With Trademark Issue 2(d) – Likelihood of Confusion, the owner of a particular trademark is the only one allowed to use it. If someone else uses the trademark – or something that looks similar – this person will be prohibited by law from continuing to use it if there is a “likelihood of confusion”: i.e. based on the use of this trademark, consumers would probably assume that the two brands are affiliated. It would be unfair to allow people to profit from the goodwill that someone has worked hard to achieve. “Likelihood of confusion” is the third of three elements that someone must prove if they are suing on the basis of trademark infringement under the Trademark Act. The first two elements are that: (1) there is a valid trademark that is protected by law; and that (2) that this person owns that particular trademark.
“Likelihood of Confusion” Trademark Issue 2(d), is a trademark legal term meaning based on the use of this trademark, consumers would probably assume that the two brands are affiliated.”
To prove that someone is using your trademark and that that there is a “likelihood of confusion”, you first have to show that this person is actually using your trademark (or something that resembles it). As an example, a pop-up ad appearing when someone is reading about your product may make someone wonder if your brand is related to the brand advertised in the pop-up; but if it doesn’t display your trademark or something that looks like it, your trademark is not technically being used. Since the Trademark Act is federal, you would also have to prove that this person is using your trademark in the context of interstate trade, e.g. any marketing in different states.
As for “likelihood of confusion” specifically, the court can look at a number of factors, one of which is whether the two brands or items are directly competing against each other – e.g. two types of soda; if they are part of different markets – e.g. one is a soda and the other is an appliance, they wouldn’t affect each other’s sales. If the two items aren’t part of the same market, the courts will look at whether one of the parties plans to expand into the other’s market. Other considerations include: how distinctive your trademark is; how much the other mark looks like yours; whether the other mark has actually confused people; and how both parties have been marketing their products.
There are a number of defenses open to the person being sued, including “equitable” ones. A lawyer will be able to advise you what doctrines apply to the case. In terms of intellectual property law, the defenses of “fair use” or “collateral use” are available. “Fair use” is when you use a trademark in a way that is unrelated to affecting sales – for example, if you are critiquing a subject and refer to something that happens to have a trademark. “Collateral use” is when the item that is trademarked is part of a more complex product. Again, you need to consult with a lawyer to get more information on defenses and to see what arguments either side can use.

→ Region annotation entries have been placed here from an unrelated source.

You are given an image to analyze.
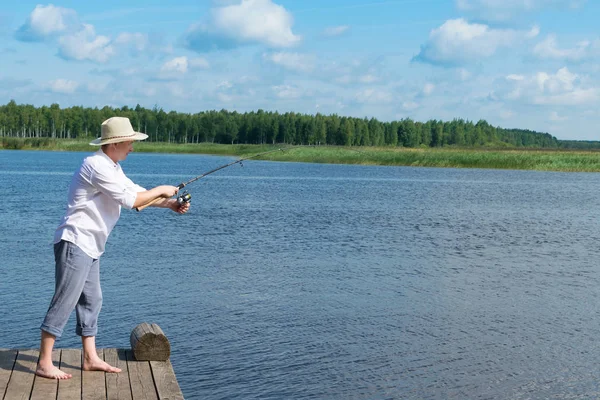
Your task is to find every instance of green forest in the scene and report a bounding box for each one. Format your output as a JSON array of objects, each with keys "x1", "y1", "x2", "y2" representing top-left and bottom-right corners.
[{"x1": 0, "y1": 100, "x2": 572, "y2": 148}]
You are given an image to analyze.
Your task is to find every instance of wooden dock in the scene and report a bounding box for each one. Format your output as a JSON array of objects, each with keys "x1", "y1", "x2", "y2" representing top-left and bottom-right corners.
[{"x1": 0, "y1": 349, "x2": 183, "y2": 400}]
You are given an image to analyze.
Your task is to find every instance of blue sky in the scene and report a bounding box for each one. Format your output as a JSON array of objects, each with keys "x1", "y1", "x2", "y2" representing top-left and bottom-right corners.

For people marketing their items commercially, it is important to double check that there is nothing in the appearance, packaging, logo, etc. that looks like someone else’s trademark, so that consumers are not led to believe that the items are somehow related or connected to someone else’s trademarked brand. The party owning a trademark is the only one allowed to use it; anyone else could be ordered by a court to stop using the mark or to pay the trademark owner part of the profits made by using the trademark.